For a while, Coppola shuffles us along between Bob's bits of business (his silly-hipster commercial director expects him to channel the entire Rat Pack, and Roger Moore to boot) and Charlotte's morose meandering (she ventures to a temple, blankly regards it). While Charlotte wanders her own personal ghost world, one wonders, "What about Bob?" And so Coppola delivers some loose chuckles back and forth. Bob deals with a peculiarly unamusing premium fantasy woman (Nao Asuka) assigned by his corporate hosts ("Lip my stockings! Lip them!" she commands), so he's got that going for him, which is nice. Soon, Charlotte tries in vain to tolerate a visiting airhead starlet (Anna Faris) who holds court at a typically vapid hotel news conference. These annoyances are amplified because Bob and Charlotte are both alienated, culture-shocked, and suffering globetrotter's insomnia.

When their paths finally intersect -- from a generation or more apart -- the movie becomes neither a passionate romance nor a witty comedy but something nebulous in between. This isn't necessarily a problem, since those in-between stages tend to be life's most interesting and cinematically delicious. What is problematic, though, is that Coppola's approach -- this time coming from her own original screenplay -- feels incredibly presumptuous, as if Bob's clichéd waning-marriage dismay and Charlotte's clichéd finding-her-way confusion are adequate character development in and of themselves. They're not. We're left with vague sketches glued together by loads of hand-picked alterna-pop.

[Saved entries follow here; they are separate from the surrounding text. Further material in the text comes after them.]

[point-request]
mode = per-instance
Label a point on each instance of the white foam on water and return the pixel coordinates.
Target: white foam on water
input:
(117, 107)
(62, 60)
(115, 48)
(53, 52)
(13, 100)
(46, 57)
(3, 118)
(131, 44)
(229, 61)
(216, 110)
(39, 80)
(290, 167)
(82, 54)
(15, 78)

Once the halfway mark arrives and it's abundantly clear that the movie's going nowhere slowly, Coppola sends her protagonists out clubbing, where they encounter Charlie Brown, or "Chalrie Blown" (the director's friend, Fumihiro Hayashi) who's so thinly developed that he makes Bob and Charlotte look like classic Dickensian creations. Charlie's primary purpose here is to sing us some Sex Pistols at a karaoke bar, which is very much appreciated until it encourages much more disturbing renditions of new wave classics from the primary cast, which genuinely induce nausea.

The second half of the film feels even looser, as Murray and Johansson revisit familiar locations -- their hotel rooms, the crass hotel bar, the sidewalks where unsuspecting "extras" are presumably captured gratis -- and mutter about their disorientation. Again, this is the sort of thing that could work well (see Big Shot's Funeral), but here it's amply evident that the leads are ad-libbing, and they're just not very good at it, or they weren't astutely directed, or both. Their chemistry is supposed to engender gentle patriarchal feelings, girlhood hopes, whatever, but instead it just sputters along, not offensively, but not engagingly.

Perhaps it cuts just a little too close to home when Charlotte bemoans: "I just don't know what I want to be. I tried being a writer, but I hate what I write. I tried to be a photographer, but I don't take good pictures." Well, that's OK, but if she's the director's mouthpiece, we've got a problem. This is further complicated by Lost in Translation's being another feature shot on 35mm film with an A-list cast. An amateur with a DV camera would be more welcome under these circumstances, or even the director herself just wandering with her friends across the street from her father's San Francisco offices into Chinatown. But a well-heeled princess with a professional crew struggling to prove her funky street cred ends up feeling lost indeed.